Harnessing the power of machine learning for improved decision-making
Connecting state and local government leaders
Using both supervised and unsupervised learning, analysts can find new patterns in their data and validate those patterns against mission relevance.
Across government, IT managers are looking to harness the power of artificial intelligence and machine learning techniques (AI/ML) to extract and analyze data to support mission delivery and better serve citizens.
Practically every large federal agency is executing some type of proof of concept or pilot project related to AI/ML technologies. The government’s AI toolkit is diverse and spans the federal administrative state, according to a report commissioned by the Administrative Conference of the United States (ACUS). Nearly half of the 142 federal agencies canvassed have experimented with AI/ML tools, the report, Government by Algorithm: Artificial Intelligence in Federal Administrative Agencies, states.
Moreover, AI tools are already improving agency operations across the full range of governance tasks, including regulatory mandate enforcement, adjudicating government benefits and privileges, monitoring and analyzing risks to public safety and health, providing weather forecasting information and extracting information from the trove of government data to address consumer complaints.
Agencies with mature data science practices are further along in their AI/ML exploration.
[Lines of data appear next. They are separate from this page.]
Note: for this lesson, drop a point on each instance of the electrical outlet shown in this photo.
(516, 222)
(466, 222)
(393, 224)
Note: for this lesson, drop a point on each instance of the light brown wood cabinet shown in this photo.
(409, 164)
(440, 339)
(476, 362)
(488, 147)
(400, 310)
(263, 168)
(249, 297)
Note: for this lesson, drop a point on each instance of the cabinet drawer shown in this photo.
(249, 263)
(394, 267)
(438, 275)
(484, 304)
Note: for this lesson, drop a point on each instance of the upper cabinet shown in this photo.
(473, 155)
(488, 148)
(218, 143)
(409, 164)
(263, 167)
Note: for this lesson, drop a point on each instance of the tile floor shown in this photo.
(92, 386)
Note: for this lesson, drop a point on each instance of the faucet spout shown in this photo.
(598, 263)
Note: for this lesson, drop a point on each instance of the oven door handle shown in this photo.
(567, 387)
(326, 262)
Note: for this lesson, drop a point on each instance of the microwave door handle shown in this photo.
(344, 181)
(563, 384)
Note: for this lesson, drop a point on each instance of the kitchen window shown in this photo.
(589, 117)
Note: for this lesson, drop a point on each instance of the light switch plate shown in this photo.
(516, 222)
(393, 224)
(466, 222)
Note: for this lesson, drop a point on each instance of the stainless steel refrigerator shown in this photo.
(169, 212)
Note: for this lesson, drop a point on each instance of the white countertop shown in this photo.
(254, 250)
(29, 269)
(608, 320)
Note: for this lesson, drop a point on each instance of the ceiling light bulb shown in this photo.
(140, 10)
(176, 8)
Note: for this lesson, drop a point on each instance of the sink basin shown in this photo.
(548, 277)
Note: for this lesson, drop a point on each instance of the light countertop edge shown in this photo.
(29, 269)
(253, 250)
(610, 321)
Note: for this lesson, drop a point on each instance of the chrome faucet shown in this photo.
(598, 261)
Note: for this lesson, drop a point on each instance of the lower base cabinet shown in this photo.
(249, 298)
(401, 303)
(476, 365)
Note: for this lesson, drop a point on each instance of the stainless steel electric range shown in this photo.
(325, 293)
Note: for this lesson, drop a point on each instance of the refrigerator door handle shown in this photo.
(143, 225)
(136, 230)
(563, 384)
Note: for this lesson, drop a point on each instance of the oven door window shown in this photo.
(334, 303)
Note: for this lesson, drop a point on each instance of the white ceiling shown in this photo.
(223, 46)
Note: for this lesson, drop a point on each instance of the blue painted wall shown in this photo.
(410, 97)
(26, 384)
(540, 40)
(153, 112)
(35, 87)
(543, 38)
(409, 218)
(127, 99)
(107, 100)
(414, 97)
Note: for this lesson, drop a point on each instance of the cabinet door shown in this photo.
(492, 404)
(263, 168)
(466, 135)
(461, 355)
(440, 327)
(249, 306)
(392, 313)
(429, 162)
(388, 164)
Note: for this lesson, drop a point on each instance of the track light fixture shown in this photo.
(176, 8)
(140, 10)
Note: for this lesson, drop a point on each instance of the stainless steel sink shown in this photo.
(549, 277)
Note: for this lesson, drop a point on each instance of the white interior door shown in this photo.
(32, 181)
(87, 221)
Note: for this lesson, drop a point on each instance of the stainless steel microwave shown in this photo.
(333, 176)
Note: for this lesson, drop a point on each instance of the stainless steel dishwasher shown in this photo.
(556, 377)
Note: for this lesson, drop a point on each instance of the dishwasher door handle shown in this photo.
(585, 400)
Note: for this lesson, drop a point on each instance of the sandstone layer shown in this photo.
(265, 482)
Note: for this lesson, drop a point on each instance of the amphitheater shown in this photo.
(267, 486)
However, because agencies are at different stages in their digital journeys, many federal decision-makers still struggle to understand AI/ML. They need a better grasp of the skill sets and best practices needed to derive meaningful insights from data powered by AI/ML tools.
Understanding how AI/ML works
AI mimics human cognitive functions such as the ability to sense, reason, act and adapt, giving machines the ability to act intelligently. Machine learning is a component of AI, which involves the training of algorithms or models that then give predictions about data it has yet to observe. ML models are not programmed like conventional algorithms. They are trained using data -- such as words, log data, time series data or images -- and make predictions on actions to perform.
Within the field of machine learning, there are two main types of tasks: supervised and unsupervised.
With supervised learning, data analysts have prior knowledge of what the output values for their samples should be. The AI system is specifically told what to look for, so the model is trained until it can detect underlying patterns and relationships. For example, an email spam filter is a machine learning program that can learn to flag spam after being given examples of spam emails that are flagged by users and examples of regular non-spam emails. The examples the system uses to learn are called the training set.
Unsupervised learning looks for previously undetected patterns in a dataset with no pre-existing labels and with a minimum of human supervision. For instance, data points with similar characteristics can be automatically grouped into clusters for anomaly detection, such as in fraud detection or identifying defective mechanical parts in predictive maintenance.
Supervised, unsupervised in action
It is not a matter of which approach is better. Both supervised and unsupervised learning are needed for machine learning to be effective.
Both approaches were applied recently to help a large defense financial management and comptroller office resolve over $2 billion in unmatched transactions in an enterprise resource planning system. Many tasks required significant manual effort, so the organization implemented a robotic process automation solution to automatically access data from various financial management systems and process transactions without human intervention. However, RPA fell short when data variances exceeded tolerance for matching data and documents, so AI/ML techniques were used to resolve the unmatched transactions.
The data analyst team used supervised learning with preexisting rules that resulted in these transactions. The team was then able to provide additional value because they applied unsupervised ML techniques to find patterns in the data that they were not previously aware of.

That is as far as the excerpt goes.